遺伝屋ブログ

酒とカメラとアウトドアの好きな大学研究者です。遺伝学で飯食ってます(最近ちょっと生化学教えてます)。

Ran into Nucleus?!

2012-03-30 21:50:19 | BIONEWS
遺伝研、有糸分裂時にあらかじめ紡錘体の材料を集積させていることを確認(マイナビニュース) - goo ニュース
このニュースはスルーできないです。まあ、僕よりも時々コメントをくれるせーのさんの方がプロ級に詳しいはずなのですが、僕なりに説明を試みようと思います。
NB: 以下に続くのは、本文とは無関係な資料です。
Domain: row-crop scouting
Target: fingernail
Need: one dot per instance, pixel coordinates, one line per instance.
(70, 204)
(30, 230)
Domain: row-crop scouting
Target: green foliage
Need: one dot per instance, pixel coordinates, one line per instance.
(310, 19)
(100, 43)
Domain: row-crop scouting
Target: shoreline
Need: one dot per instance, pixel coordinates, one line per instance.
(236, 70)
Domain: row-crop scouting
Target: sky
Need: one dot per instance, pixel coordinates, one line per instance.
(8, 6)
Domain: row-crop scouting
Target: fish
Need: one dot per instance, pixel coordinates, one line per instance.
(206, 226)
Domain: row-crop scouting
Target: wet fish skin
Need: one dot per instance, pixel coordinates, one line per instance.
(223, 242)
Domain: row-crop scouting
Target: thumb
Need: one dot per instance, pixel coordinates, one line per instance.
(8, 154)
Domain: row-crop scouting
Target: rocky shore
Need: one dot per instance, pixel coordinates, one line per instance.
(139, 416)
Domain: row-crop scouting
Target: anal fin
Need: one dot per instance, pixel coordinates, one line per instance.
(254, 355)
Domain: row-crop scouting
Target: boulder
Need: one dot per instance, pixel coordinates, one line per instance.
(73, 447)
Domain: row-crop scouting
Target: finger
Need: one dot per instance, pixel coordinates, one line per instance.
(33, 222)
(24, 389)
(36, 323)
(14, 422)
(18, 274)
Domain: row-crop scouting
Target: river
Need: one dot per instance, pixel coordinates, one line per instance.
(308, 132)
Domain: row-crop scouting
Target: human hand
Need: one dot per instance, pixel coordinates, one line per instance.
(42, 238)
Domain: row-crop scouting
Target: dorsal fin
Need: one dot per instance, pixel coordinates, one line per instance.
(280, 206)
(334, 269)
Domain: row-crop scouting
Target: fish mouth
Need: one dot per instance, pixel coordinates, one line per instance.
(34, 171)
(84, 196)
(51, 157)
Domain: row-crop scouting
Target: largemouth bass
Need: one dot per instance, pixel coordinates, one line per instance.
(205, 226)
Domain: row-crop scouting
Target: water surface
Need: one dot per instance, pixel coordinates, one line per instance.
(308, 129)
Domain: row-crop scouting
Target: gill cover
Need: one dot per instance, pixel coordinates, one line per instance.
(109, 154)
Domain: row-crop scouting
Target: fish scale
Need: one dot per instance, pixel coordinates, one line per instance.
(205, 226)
PubMedでちょろちょろと調べてみると、最近Ran関係で有糸分裂に関する論文が高級誌に掲載されていたんですね。Ranというのは核内低分子量Gタンパク質でして、主に細胞核に存在するグアニンヌクレオチド(GTPやGDP)と結合する小さなタンパク質です。ひじょうにたくさんあるタンパク質で核と細胞質の間を行ったり来たりしとります。低分子量Gタンパク質というのにはいろんなものがありますが、基本的に細胞で起こる動的なイベントの制御を行っています。小胞輸送等で働くRho等では機能別に多くの種類のGタンパク質があります。非常に高度に進化したGタンパク質群といっていいでしょう。しかし、核内Gタンパク質として核・細胞質間の輸送で働くRanは1種類。RanやRasはGタンパク質でも原始的なものに属するそうで、結合するパートナーを変えることでいろんな仕事をこなしているようです。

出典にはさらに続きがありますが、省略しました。